公衆衛生学
運動により減少することが期待されるのはどれか。
1.心拍出量
2.最大酸素摂取量
3.末梢血管抵抗
4.インスリン感受性
【解説】
公衆衛生学なので、「運動と健康」の意義を理解しているかを問う問題と思われる。つまり運動をする事によって、その後、どのように健康に繋がるかということである。(運動中の生理的な減少を問われてる訳ではないので注意)
[主な運動の効果]
ウォーキングやジョギングなどの全身持久性の運動 (有酸素運動)の継続は、中性脂肪 (TG)、遊離脂肪酸(FFA)、コレステロール (C)などの濃度を適切に保つ。とくに運動強度が低い運動を続けると、脂肪は運動のエネルギー源としてよく使用されるので、余分な体脂肪が除去され、体重は減少するが、筋肉量は運動によりよく維持される。

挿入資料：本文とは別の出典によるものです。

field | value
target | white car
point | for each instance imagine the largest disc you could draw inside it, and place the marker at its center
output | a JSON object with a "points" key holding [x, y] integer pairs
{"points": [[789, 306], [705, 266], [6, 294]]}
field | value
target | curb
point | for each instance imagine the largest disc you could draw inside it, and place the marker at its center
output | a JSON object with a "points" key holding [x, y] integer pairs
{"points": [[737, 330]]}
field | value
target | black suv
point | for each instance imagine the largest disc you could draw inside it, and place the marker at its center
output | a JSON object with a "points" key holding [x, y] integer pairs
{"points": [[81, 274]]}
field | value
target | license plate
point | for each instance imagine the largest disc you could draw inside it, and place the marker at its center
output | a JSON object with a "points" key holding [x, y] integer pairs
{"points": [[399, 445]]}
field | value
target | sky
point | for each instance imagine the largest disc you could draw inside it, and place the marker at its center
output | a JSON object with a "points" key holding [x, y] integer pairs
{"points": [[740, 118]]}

また、適度の持久性運動により善玉の高比重リポ蛋白コレステロール(HDL―C)が増加する。HDLコレステロールは悪玉のコレステロール 〔低比重リポ蛋白コレステロール(LDL―C)や超低比重リポ蛋白コレステロール(VLDL―C)〕 を血管壁から肝臓に運んで処理するので、血管のアテローム変性や動脈硬化の進展が防止されて血流がよくなる。したがって、血管の若返りが期待できるので、運動は老化の防止に有用と考えられる。全身持久性の運動により筋肉などの末梢組織におけるインスリン感受性が亢進し、グルコースの取り込みが増大して血糖値が低下、インスリンの必要量が節約できる。また筋力や筋持久力も増大する。さらに、運動により肺からの酸素摂取効率がよくなりVO₂max(最大酸素摂取量)が増加するので、心容積も増大して心拍出量を増加し、運動により心肺機能が改善される。末梢循環が改善し、末梢血管抵抗も減少して血圧は低下する。
引用:東洋療法学校協会 衛生学・公衆衛生学
※末梢血管抵抗
血管内で起こる血流の流れへの抵抗のことである。血管の中の血液の流れやすさと思えば良い。なので、血管収縮や血流量増加によって血管抵抗は高まる。因みは血圧(BP)は「心拍出量(CO)×全末梢血管抵抗(TRP)」で決まるため、血圧は心拍出量と全末梢血管抵抗に比例する。よって運動時には心拍出量は増加するので、末梢血管抵抗も増加する。
※インスリン感受性(インスリン抵抗性)
インスリン とは、膵臓のランゲルハンス島のβ細胞から分泌され、血糖を低下させる作用のあるホルモンである。つまりインスリン感受性が低下するとは、インスリンの効きが悪くなっているということ。